El carcelero se agitó nerviosamente.

—Al señor director le disgusta que no se sigan sus instrucciones al pie de la letra.

—Menos le gustará que le pase algo a Martín porque usted no me ha hecho caso.

El joven carcelero sopesó la situación.

—Jefe, que no vamos a atravesar las paredes ni a comernos los barrotes… —argumentó el doctor.

El carcelero dejó escapar una maldición y partió a toda prisa. Mientras el carcelero se alejaba rumbo al botiquín, Sanahuja esperó frente a los barrotes. Salgado llevaba dormido dos horas, respirando con dificultad. Fermín se acercó sigilosamente hasta el corredor y cruzó una mirada con el doctor. Sanahuja le lanzó entonces el paquete, que no llegaba al tamaño de una baraja de cartas, envuelto en un jirón de tela y atado con un cordel. Fermín lo atrapó al vuelo y se retiró rápidamente a las sombras del fondo de su celda.

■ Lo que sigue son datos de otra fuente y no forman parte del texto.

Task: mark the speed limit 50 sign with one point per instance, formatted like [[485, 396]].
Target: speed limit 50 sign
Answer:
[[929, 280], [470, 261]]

Cuando el carcelero regresó con lo que Sanahuja le había pedido, se asomó a los barrotes y escrutó la silueta de Salgado.

—Está en las últimas —dijo Fermín—. No creo que llegue a mañana.

—Tú mantenlo vivo hasta las seis. Que no me joda la marrana y que se muera en el turno de otro.

—Se hará lo humanamente posible —replicó Fermín.